A young lawyer is sent out to buy a family estate for a corporation and runs into a beautiful and wild girl who shakes his engagement and world. He tells the family not to take the money and reconciles with his fiancée.

An established Italian news anchorman is vexatiously seduced by a voluptuous woman who turns out to be a psychopathic stalker who apparently lets him impregnate her. His wife and daughter find out and walk out on him, while his seductress is institutionalized but lets him have the videotape she made of their sex sessions, apparently loving him. He is reassigned to Africa and leaves her there, and we later see him being Danteanly brutalized in his destination by thugs.

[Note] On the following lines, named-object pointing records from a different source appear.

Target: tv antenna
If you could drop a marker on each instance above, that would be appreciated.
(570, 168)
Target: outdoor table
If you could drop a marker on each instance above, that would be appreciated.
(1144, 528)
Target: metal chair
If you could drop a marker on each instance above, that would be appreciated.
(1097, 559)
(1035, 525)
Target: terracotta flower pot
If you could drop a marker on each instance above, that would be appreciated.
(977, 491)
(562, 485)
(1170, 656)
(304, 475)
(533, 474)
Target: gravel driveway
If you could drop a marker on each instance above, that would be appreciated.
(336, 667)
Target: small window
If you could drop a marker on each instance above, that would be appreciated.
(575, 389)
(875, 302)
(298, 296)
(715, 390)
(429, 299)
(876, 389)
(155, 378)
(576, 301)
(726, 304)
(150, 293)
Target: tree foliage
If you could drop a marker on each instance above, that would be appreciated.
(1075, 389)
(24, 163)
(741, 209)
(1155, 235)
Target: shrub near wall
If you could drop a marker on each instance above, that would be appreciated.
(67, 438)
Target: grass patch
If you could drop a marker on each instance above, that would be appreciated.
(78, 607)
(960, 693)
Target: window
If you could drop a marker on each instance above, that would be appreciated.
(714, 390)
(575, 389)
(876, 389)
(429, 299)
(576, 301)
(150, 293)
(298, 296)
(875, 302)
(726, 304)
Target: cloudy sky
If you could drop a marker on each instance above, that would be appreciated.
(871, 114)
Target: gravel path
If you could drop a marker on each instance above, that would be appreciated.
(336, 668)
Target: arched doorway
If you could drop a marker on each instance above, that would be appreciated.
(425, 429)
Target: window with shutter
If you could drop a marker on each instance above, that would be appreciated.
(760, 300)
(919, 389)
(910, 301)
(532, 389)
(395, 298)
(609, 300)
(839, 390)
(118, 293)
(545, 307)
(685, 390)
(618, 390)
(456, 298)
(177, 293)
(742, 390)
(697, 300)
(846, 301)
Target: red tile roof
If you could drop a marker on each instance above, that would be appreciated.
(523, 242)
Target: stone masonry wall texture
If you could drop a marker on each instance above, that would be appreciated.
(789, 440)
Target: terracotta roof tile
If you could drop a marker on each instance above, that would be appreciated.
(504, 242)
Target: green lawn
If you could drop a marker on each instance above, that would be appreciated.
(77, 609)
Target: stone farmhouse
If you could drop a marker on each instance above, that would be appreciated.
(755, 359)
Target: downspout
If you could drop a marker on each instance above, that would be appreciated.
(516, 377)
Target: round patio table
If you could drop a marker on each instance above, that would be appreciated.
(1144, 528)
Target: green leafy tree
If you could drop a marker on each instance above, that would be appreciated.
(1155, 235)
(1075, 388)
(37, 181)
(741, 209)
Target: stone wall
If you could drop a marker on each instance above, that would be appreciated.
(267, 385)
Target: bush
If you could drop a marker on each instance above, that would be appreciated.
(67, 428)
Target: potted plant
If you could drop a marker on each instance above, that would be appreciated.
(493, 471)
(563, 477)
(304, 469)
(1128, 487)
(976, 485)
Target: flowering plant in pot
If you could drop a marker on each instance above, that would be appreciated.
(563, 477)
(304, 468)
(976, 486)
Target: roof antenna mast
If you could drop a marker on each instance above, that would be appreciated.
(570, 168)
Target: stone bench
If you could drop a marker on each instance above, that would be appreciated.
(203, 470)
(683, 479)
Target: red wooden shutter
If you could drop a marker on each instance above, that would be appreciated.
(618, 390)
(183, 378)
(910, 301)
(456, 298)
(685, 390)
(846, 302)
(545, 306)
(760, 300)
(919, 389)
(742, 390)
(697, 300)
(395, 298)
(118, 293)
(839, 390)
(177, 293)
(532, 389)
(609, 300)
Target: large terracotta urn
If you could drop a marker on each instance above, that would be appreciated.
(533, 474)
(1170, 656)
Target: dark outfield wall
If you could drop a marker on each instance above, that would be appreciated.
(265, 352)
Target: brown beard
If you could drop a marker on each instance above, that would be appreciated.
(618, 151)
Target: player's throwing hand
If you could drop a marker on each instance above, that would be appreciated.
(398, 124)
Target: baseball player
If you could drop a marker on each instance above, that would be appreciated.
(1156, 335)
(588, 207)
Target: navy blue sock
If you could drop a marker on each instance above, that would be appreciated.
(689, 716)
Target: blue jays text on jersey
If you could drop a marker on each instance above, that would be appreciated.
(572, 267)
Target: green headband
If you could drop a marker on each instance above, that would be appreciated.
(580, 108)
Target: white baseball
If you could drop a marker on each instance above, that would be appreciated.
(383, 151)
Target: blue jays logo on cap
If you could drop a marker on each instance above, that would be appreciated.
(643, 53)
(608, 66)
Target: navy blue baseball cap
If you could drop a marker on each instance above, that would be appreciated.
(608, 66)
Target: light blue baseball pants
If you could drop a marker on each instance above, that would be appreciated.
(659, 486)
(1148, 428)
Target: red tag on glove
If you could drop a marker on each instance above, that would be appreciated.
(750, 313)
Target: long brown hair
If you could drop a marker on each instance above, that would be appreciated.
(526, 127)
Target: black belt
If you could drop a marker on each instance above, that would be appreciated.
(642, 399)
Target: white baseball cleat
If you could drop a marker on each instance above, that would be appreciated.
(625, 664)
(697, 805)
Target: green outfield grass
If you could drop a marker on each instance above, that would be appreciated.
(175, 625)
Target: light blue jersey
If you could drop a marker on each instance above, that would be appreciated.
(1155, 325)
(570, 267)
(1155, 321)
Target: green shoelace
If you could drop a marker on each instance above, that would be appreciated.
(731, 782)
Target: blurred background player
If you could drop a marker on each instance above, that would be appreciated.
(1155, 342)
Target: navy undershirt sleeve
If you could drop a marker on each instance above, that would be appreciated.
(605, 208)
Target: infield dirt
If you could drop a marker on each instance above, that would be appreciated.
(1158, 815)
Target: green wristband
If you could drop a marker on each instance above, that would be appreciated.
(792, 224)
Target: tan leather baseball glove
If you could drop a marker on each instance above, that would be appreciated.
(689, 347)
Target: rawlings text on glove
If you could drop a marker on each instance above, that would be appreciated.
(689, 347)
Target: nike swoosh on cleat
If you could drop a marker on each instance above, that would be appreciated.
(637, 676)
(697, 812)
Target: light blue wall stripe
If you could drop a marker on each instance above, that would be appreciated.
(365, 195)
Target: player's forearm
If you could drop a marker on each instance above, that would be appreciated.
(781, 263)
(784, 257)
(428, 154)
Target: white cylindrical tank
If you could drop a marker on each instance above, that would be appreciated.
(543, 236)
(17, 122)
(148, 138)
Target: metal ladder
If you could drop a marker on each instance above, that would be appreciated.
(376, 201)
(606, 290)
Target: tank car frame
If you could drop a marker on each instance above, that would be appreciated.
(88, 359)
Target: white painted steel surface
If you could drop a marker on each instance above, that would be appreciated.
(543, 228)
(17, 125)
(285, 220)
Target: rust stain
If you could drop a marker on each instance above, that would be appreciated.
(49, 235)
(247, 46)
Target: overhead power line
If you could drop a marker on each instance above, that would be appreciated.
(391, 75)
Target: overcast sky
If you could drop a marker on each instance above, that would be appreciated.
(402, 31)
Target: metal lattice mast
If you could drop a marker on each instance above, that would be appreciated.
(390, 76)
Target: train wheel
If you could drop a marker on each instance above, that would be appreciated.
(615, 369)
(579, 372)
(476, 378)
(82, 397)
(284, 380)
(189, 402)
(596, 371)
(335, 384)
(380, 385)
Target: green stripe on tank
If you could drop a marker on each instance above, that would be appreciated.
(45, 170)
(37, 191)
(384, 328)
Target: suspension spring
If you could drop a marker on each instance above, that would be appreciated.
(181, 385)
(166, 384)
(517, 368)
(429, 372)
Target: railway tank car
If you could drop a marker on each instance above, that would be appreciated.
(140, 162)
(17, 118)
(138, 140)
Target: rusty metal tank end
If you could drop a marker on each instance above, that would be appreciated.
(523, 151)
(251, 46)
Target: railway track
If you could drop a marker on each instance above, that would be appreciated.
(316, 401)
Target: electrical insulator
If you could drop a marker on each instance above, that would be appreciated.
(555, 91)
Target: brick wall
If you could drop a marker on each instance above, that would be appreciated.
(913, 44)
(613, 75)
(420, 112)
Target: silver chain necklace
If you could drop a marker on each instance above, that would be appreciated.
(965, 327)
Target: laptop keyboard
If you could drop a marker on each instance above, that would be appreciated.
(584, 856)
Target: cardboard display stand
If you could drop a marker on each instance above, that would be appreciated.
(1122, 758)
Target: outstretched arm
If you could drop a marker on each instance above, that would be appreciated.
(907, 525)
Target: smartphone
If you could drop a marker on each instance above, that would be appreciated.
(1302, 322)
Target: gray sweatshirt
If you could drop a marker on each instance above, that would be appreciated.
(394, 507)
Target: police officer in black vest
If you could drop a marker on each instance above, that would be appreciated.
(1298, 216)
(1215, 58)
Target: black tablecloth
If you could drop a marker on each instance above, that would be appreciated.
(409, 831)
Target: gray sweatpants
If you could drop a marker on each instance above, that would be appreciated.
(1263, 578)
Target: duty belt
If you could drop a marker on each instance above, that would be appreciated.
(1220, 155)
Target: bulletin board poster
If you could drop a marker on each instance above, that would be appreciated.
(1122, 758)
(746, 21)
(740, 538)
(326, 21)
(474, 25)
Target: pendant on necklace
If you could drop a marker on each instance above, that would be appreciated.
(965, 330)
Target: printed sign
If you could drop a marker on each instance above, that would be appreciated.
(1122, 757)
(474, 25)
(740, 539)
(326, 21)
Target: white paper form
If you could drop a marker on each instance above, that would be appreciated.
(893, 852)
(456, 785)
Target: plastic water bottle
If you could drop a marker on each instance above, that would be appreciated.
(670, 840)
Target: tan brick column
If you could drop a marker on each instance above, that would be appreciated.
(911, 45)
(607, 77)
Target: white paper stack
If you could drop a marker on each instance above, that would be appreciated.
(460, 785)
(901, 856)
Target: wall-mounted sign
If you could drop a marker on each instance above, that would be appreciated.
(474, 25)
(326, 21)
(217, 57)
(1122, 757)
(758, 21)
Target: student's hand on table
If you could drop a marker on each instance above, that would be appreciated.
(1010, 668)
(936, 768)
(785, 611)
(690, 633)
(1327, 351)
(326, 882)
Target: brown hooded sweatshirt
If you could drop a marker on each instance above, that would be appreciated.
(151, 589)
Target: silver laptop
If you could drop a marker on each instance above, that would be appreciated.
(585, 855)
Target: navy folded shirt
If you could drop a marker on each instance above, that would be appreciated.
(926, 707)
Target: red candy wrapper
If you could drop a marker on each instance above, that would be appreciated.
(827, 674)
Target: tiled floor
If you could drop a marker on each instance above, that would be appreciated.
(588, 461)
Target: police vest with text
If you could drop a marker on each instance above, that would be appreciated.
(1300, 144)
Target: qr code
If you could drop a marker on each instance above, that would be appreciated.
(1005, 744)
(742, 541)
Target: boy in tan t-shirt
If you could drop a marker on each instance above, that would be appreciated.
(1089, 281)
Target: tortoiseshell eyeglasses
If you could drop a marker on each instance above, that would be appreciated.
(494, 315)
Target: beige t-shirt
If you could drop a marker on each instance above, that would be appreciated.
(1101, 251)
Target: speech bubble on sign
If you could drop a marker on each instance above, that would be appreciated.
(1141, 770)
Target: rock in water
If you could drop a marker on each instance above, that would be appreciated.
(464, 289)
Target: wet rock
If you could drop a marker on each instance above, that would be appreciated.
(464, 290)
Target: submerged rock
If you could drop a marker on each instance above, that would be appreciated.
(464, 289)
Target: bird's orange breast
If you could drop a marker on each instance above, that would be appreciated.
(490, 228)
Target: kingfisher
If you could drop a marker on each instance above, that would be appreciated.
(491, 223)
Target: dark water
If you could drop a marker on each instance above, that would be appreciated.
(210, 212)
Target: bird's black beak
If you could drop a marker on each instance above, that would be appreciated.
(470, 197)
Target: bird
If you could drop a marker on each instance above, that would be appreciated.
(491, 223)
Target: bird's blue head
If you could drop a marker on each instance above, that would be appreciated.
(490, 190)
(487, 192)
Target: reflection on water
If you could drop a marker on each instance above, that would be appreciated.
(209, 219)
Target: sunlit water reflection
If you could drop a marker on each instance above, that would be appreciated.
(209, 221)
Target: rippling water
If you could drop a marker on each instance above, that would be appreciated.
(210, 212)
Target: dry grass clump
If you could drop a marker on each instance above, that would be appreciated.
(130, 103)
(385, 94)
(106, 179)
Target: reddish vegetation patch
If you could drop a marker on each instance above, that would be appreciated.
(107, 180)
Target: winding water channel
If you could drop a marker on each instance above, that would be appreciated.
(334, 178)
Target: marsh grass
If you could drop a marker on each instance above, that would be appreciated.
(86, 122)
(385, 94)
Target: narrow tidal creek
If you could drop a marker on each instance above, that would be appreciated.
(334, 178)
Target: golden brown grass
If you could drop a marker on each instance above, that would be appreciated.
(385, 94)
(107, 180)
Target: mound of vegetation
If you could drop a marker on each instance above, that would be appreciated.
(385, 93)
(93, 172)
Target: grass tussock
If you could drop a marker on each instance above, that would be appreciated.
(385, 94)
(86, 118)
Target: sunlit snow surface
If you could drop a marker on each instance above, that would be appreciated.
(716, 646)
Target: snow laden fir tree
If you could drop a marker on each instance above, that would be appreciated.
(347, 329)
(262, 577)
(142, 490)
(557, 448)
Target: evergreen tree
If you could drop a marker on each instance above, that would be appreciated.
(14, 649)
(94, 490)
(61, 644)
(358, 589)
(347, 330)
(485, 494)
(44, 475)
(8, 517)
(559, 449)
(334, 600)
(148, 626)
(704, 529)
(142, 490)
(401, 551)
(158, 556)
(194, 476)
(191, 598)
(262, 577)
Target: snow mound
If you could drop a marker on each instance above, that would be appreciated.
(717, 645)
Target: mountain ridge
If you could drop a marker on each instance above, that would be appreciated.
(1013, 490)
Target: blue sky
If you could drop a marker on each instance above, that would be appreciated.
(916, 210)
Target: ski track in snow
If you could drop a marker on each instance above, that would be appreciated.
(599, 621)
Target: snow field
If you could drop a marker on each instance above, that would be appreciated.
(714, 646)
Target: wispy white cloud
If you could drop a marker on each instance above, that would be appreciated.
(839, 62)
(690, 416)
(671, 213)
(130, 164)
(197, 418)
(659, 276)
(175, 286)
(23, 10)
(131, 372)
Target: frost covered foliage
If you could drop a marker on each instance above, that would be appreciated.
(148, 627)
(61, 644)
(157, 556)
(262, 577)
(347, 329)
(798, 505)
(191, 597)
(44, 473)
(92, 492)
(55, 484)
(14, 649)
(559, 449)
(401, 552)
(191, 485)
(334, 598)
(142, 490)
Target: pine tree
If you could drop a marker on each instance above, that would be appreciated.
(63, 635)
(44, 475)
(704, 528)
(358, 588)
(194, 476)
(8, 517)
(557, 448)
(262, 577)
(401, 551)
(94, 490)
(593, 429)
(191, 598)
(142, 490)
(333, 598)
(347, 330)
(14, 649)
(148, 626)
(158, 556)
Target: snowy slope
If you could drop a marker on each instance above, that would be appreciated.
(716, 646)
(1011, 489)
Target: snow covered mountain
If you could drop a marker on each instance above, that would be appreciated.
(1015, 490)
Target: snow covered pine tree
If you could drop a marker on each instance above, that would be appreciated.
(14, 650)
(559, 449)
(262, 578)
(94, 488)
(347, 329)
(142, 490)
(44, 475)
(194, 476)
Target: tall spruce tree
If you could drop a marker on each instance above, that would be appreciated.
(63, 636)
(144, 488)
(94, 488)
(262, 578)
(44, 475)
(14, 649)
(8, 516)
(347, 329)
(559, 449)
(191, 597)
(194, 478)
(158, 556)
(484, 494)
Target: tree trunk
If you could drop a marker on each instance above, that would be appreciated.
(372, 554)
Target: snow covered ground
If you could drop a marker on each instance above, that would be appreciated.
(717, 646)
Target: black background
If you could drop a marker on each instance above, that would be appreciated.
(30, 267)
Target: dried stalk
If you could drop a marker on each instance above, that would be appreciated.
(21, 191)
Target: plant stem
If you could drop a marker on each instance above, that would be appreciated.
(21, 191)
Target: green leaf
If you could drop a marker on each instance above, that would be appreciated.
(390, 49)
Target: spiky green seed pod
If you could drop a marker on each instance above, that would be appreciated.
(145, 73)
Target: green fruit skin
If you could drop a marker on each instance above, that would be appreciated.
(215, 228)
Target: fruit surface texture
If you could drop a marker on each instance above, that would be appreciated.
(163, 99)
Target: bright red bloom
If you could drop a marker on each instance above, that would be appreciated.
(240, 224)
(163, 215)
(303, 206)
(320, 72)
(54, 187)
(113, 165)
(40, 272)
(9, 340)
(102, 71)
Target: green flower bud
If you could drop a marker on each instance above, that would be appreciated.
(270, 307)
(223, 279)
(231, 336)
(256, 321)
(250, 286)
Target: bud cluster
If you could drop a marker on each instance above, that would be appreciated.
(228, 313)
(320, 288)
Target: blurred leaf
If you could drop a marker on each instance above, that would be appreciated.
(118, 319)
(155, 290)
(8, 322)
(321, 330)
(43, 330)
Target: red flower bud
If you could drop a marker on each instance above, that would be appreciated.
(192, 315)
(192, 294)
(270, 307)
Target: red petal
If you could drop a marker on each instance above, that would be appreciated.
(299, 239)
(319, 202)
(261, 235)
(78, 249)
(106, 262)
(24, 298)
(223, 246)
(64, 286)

Giving us older guys hope, De Niro plays a heart transplant Italian American history prof whose lecherous landlord quickly becomes re-estranged from his voluptuously beautiful daughter (Monica Belucci no less), when he is scandalized to discover she has been a strip teaser and pole dancer in Paris ... and our prof gives her shelter. (Is there any male on Planet Earth who *wouldn't* give Monica Belucci shelter?) Mercifully, some of De Niro's soliloquies are in English.

The film does not reflect well on Italian men, who are portrayed as being neurotically weak - lots of extraneous gesturing - and run by their women ... except for De Niro, of course.

Some of the scenes are funny ... some are HOT with beautiful Italian women in various stages of undress ... and it amused me but not enough to watch it again anytime soon.

The film's climax is triumphant with Monica Belucci and De Niro having faith in themselves, each other, and life to have a baby boy regardless of obstacles - and I am very glad Monica has herself had two daughters: beautiful and intelligent women should indeed be reproduced. If she has a sister or niece who needs shelter, I am at her service.

But without Monica Belucci, I would not have rated the film as high as a 6. Even then, I wish she had proudly and shamelessly displayed more of her heart-stopping beauty, and the appreciation of such healthy feminine beauty is a national trait to the credit of all Italians ... and some of the rest of us.